Gastronomia - Non è l’unica soluzione per la crisi della ristorazione, ma una delle più utili per compensare i periodi più duri
Questi due anni di pandemia sono stati duri per la ristorazione, e la ripartenza è più lenta del previsto, causa crisi. Tutti i ristoranti, chi più chi meno, sono stati danneggiati. Anche se alcuni di questi hanno saputo gestire al meglio un aspetto da sempre trascurato: la delivery, con il suo fratello take-away.

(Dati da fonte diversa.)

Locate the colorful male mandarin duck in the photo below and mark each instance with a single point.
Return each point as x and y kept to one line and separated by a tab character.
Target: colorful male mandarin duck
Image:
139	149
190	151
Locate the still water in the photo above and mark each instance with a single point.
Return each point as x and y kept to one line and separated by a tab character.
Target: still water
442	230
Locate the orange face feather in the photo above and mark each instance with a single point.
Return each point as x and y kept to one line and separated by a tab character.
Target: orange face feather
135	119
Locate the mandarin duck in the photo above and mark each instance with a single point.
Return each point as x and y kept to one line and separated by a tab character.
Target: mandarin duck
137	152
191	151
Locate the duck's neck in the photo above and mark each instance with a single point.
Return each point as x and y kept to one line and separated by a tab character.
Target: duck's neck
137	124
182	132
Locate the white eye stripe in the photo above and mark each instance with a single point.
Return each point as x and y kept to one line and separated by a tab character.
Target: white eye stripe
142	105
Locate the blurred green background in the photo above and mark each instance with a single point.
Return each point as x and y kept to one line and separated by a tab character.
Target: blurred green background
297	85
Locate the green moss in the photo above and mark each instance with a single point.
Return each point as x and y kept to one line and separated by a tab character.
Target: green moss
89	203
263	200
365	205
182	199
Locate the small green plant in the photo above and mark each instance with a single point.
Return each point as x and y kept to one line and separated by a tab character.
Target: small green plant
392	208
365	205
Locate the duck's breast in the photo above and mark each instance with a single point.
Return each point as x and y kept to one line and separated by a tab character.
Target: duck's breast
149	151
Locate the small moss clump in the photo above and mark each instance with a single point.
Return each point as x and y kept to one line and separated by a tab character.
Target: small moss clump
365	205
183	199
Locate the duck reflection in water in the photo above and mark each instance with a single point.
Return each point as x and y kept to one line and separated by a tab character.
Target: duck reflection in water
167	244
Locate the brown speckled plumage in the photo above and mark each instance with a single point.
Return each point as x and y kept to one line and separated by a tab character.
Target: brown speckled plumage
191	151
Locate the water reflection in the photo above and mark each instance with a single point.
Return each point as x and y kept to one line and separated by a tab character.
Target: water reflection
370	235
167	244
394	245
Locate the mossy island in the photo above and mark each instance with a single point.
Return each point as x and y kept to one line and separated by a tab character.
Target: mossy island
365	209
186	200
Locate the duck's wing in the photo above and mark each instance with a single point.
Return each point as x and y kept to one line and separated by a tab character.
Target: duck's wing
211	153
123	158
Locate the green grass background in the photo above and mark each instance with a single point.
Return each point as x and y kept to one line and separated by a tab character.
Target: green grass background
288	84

Tutti utilizzano oramai questi termini inglesi, comunque, la delivery è la consegna a un cliente di un pasto che ha ordinato; se il cliente viene a prenderlo, invece, si dice take-away.
Il dubbio di molti è: la delivery è davvero la soluzione della crisi che colpisce la ristorazione oggi? La risposta è no, non è «la soluzione». Ma è «una soluzione», una delle tante cose che un ristorante deve saper gestire per affrontare al meglio i problemi. Da sola, senza tutti gli altri interventi legati a un ottimale controllo di gestione, non basta. Serve soprattutto flessibilità e capacità di adattarsi agli eventi, senza le quali non si va da nessuna parte. Tuttavia, aiuta, e molto, il fatto che il «margine di contribuzione lordo» della delivery sia più che positivo.
Sintetizzando, giustamente un patron può, anzi, deve fare tutto e di tutto, se porta soldi. Quindi la delivery non sostituirà mai il servizio al tavolo, ma sarà un qualcosa in più che serve per migliorare i conti.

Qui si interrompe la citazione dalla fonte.